Justice Ruth Bader Ginsburg, writing for the dissent, argues convincingly that the way to decide whether a document obtained through a FOIA request bars a lawsuit is to assess the nature of the document. In response to most FOIA requests, the government hands over copies of records it finds or notes their absence; it usually doesn’t analyze or synthesize the information. Only a fraction of the material disclosed would qualify as a report.
The False Claims Act aims to “encourage more private enforcement” by whistle-blowers, the legislative history says. The court’s ruling does exactly the opposite, reviving an approach Congress discarded in 1986 because it foiled too many needed lawsuits. Justice Thomas’s opinion is wrong about the text, context and history of the law.
Mr. Babbitt’s Protest
Former Interior Secretary Bruce Babbitt declared in a speech last week that President Obama’s failure to mount a persuasive counterattack to the Republicans’ “radical” assault on the country’s environmental safeguards amounts to a “form of appeasement.”
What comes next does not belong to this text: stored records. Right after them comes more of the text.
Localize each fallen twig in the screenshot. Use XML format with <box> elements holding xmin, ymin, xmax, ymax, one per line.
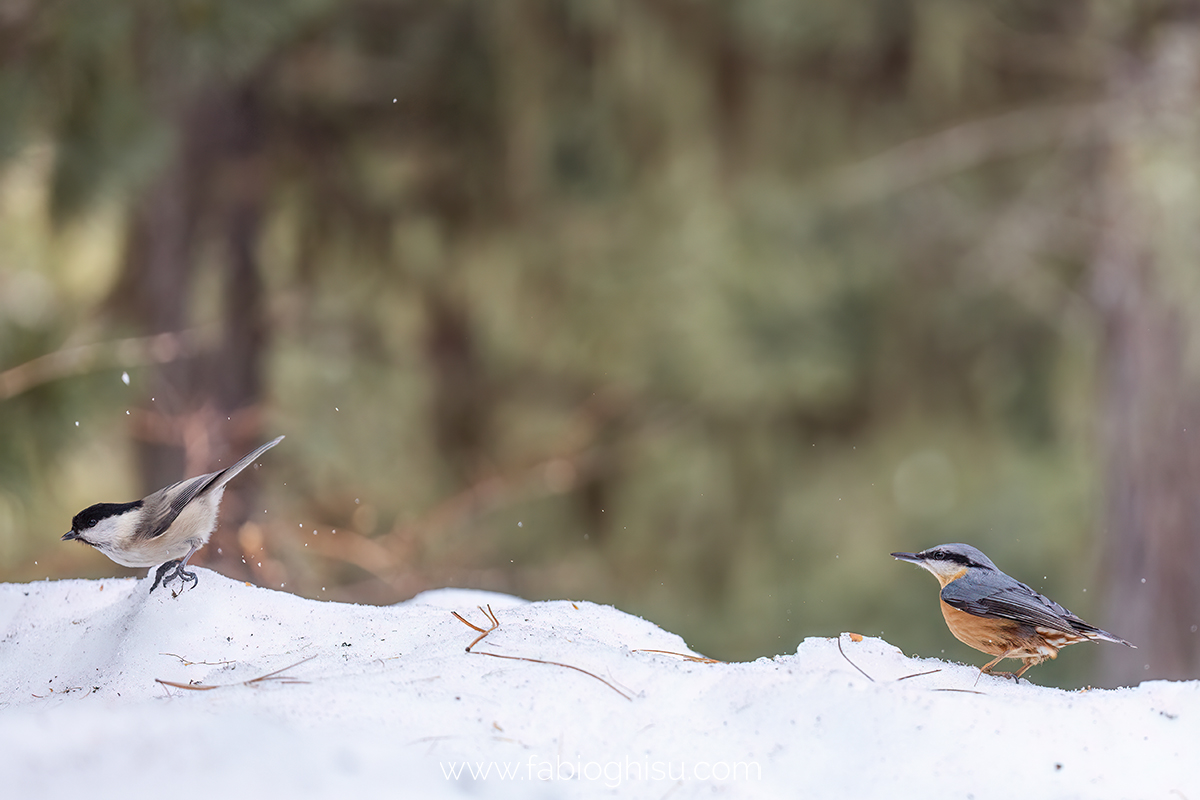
<box><xmin>155</xmin><ymin>656</ymin><xmax>317</xmax><ymax>692</ymax></box>
<box><xmin>450</xmin><ymin>603</ymin><xmax>634</xmax><ymax>702</ymax></box>
<box><xmin>634</xmin><ymin>648</ymin><xmax>725</xmax><ymax>664</ymax></box>
<box><xmin>838</xmin><ymin>636</ymin><xmax>875</xmax><ymax>684</ymax></box>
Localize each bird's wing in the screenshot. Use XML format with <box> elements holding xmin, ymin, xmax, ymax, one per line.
<box><xmin>145</xmin><ymin>469</ymin><xmax>226</xmax><ymax>539</ymax></box>
<box><xmin>942</xmin><ymin>579</ymin><xmax>1091</xmax><ymax>633</ymax></box>
<box><xmin>139</xmin><ymin>437</ymin><xmax>283</xmax><ymax>539</ymax></box>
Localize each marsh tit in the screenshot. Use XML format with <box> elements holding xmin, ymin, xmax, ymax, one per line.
<box><xmin>62</xmin><ymin>437</ymin><xmax>283</xmax><ymax>591</ymax></box>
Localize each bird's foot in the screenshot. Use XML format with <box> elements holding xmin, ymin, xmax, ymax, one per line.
<box><xmin>150</xmin><ymin>559</ymin><xmax>200</xmax><ymax>597</ymax></box>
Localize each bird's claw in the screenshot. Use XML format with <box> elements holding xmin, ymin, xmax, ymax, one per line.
<box><xmin>150</xmin><ymin>559</ymin><xmax>200</xmax><ymax>597</ymax></box>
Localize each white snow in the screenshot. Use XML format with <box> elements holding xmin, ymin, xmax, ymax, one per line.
<box><xmin>0</xmin><ymin>570</ymin><xmax>1200</xmax><ymax>800</ymax></box>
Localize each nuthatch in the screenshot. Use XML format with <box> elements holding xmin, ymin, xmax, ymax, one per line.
<box><xmin>892</xmin><ymin>545</ymin><xmax>1134</xmax><ymax>680</ymax></box>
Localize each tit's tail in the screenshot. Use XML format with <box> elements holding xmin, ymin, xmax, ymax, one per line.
<box><xmin>212</xmin><ymin>437</ymin><xmax>283</xmax><ymax>488</ymax></box>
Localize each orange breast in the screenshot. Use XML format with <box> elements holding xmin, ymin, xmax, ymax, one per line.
<box><xmin>941</xmin><ymin>600</ymin><xmax>1045</xmax><ymax>656</ymax></box>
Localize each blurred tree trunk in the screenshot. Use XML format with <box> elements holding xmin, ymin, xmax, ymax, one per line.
<box><xmin>114</xmin><ymin>85</ymin><xmax>268</xmax><ymax>579</ymax></box>
<box><xmin>1092</xmin><ymin>25</ymin><xmax>1200</xmax><ymax>684</ymax></box>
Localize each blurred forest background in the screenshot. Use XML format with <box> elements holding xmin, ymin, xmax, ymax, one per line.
<box><xmin>0</xmin><ymin>0</ymin><xmax>1200</xmax><ymax>686</ymax></box>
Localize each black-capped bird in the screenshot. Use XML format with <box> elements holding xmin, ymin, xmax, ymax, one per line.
<box><xmin>62</xmin><ymin>437</ymin><xmax>283</xmax><ymax>591</ymax></box>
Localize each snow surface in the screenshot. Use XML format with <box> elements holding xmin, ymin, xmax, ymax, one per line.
<box><xmin>0</xmin><ymin>570</ymin><xmax>1200</xmax><ymax>800</ymax></box>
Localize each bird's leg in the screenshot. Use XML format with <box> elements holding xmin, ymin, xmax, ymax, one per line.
<box><xmin>150</xmin><ymin>547</ymin><xmax>200</xmax><ymax>597</ymax></box>
<box><xmin>150</xmin><ymin>559</ymin><xmax>179</xmax><ymax>591</ymax></box>
<box><xmin>976</xmin><ymin>650</ymin><xmax>1033</xmax><ymax>684</ymax></box>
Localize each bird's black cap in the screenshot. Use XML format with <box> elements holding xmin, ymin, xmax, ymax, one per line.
<box><xmin>62</xmin><ymin>500</ymin><xmax>142</xmax><ymax>541</ymax></box>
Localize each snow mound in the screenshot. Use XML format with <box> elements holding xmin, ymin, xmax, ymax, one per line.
<box><xmin>0</xmin><ymin>570</ymin><xmax>1200</xmax><ymax>799</ymax></box>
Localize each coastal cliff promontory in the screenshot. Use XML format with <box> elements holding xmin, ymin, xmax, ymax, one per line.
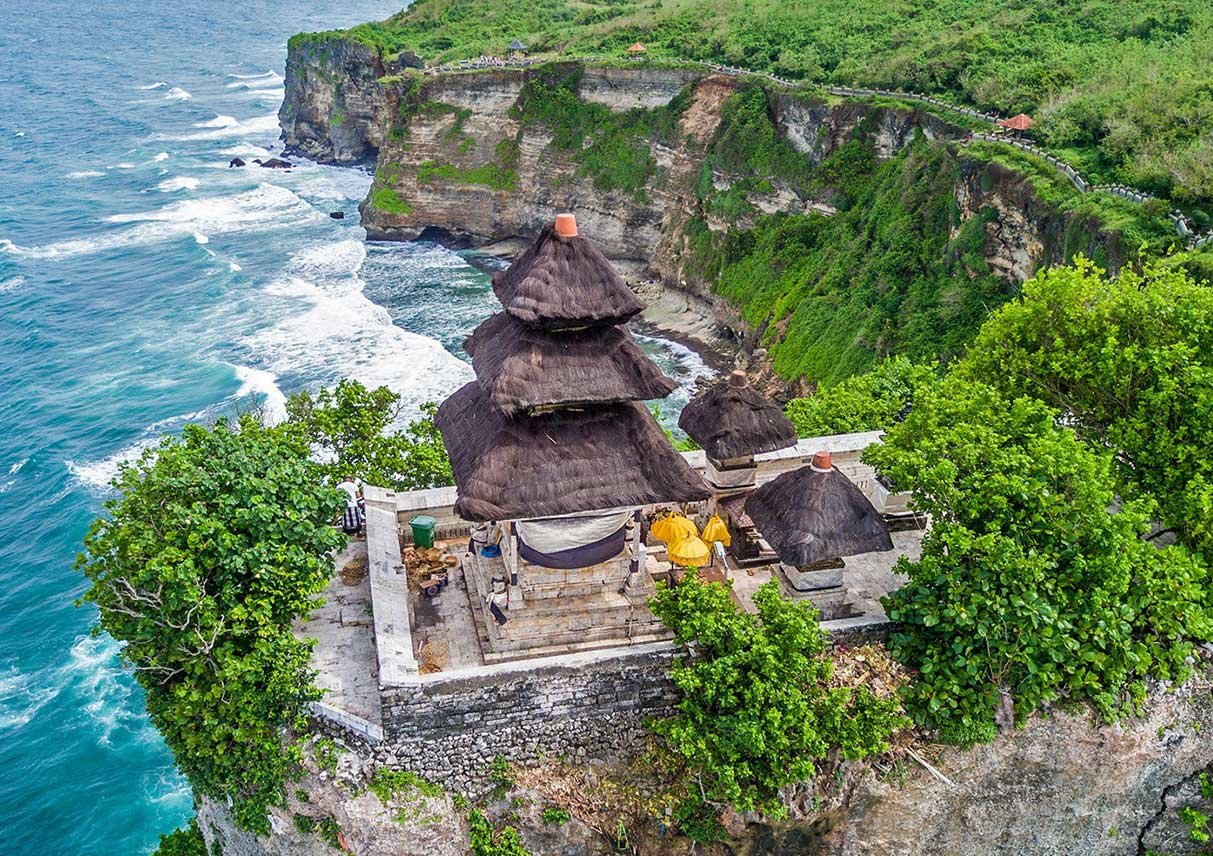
<box><xmin>281</xmin><ymin>42</ymin><xmax>1138</xmax><ymax>383</ymax></box>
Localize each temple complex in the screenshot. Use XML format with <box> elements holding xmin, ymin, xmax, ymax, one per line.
<box><xmin>437</xmin><ymin>215</ymin><xmax>711</xmax><ymax>658</ymax></box>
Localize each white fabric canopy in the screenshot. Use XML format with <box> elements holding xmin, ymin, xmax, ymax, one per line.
<box><xmin>514</xmin><ymin>509</ymin><xmax>632</xmax><ymax>553</ymax></box>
It is rare for someone of Mr. Babbitt’s stature to use such caustic language about a sitting president from his own party. But he was reflecting growing concern — which we share — that the president and his top aides have decided for political reasons to back away from the fight. In recent months the White House has been far too quiet on the problem of climate change, and its once-promising efforts to regulate industrial pollution, toxic coal ash and mountaintop mining are flagging.
Mr. Babbitt’s main complaint involved Mr. Obama’s failure to do more to conserve open space and protect sensitive areas threatened by imminent development. He was particularly dismayed by the White House’s acceptance of a Republican budget rider — pushed by the oil and gas industry — undercutting the Interior Department’s authority to identify and set aside valuable public lands for future designation as permanent wilderness.
Mr. Babbitt said Mr. Obama still represented “the best, and likely only, hope for meaningful progress” on energy and the environment, and we must hope, as he does, that the president’s temporizing is merely temporary. Even bigger fights lie ahead. The administration has proposed to limit power plant emissions of toxic pollutants like mercury and impose new rules governing power plant emissions of greenhouse gases. Any retreat from these pledges would be disastrous.
Mr. Babbitt also said President Obama should emulate President Bill Clinton, Mr. Babbitt’s old boss, who faced similar opposition after the 1994 Republican revolution but came roaring back. After wavering for a while, he seized the lead on conservation issues and threatened to veto all anti-environmental legislation. The public supported him; the Republicans retreated. It is sound advice.